A sharp crack sounded in the distance. The ground rumbled with life. Above them the clear blue skies gave no evidence of the reason. From the other side of the clearing, they heard an ungodly howl of pain.
Amaro started running. Koda kept pace as they sprinted for the Portal of the Gods.
Chapter Three
Flynn shook uncontrollably. The pain came from nowhere, yet it filled his body, jammed his nerve endings with confused signals, scraped the fine protective cover off each with steel wool. His moaning carried to him through a distance of sensory static.

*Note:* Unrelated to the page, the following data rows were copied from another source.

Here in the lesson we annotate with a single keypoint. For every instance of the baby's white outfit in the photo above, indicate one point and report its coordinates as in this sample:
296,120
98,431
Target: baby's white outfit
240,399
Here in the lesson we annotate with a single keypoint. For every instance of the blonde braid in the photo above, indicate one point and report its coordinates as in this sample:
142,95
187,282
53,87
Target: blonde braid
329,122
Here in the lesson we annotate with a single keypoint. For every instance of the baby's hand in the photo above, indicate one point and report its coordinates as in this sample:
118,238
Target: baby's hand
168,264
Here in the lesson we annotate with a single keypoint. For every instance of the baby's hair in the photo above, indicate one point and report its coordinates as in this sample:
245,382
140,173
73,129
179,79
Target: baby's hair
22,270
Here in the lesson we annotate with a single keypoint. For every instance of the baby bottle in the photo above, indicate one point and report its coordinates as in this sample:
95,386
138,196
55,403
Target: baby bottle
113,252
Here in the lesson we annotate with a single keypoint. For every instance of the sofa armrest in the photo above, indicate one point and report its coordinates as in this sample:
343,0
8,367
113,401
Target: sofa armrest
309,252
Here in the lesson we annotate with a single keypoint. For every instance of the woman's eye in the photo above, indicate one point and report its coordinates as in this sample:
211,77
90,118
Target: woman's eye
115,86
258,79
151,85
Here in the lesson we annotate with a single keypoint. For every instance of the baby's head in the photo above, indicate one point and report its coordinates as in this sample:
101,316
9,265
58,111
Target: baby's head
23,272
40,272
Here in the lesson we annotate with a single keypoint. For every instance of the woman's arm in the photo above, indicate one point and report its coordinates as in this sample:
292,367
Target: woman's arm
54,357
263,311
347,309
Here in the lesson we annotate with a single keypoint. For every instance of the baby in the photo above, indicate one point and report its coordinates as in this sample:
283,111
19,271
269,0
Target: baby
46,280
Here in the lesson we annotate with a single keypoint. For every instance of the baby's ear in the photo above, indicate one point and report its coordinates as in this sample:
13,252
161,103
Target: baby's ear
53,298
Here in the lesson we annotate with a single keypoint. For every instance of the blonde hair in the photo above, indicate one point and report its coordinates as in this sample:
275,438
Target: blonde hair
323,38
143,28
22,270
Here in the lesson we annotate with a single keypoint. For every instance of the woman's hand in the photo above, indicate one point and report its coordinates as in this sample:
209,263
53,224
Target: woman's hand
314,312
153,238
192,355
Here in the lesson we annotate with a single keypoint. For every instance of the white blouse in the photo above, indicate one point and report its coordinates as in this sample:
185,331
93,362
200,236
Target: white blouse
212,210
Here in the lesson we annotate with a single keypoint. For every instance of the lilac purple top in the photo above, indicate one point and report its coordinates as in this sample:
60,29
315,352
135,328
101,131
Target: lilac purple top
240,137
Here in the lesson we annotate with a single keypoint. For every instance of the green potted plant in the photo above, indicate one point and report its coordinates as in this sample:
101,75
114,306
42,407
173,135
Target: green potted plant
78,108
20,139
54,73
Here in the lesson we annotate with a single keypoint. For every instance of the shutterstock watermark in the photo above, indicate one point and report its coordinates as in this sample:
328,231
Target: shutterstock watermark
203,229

Curled in a fetal position on his side, he managed to open his eyes and look at his clawed hands. Except they weren’t hands, they were paws.
Shifted. No blood.
He knew that was good, but for the life of him, he couldn’t remember why not bleeding was a good sign. He rolled onto his feet, craning his neck to see the sky. Clear endless blue greeted him.
He blinked in confusion, torn between his spasming muscles, the shock of not knowing what had brought the blinding pain, and thinking he needed to get out of the rain. It took another moment before he remembered there wasn’t any rain. Which confused him all over again.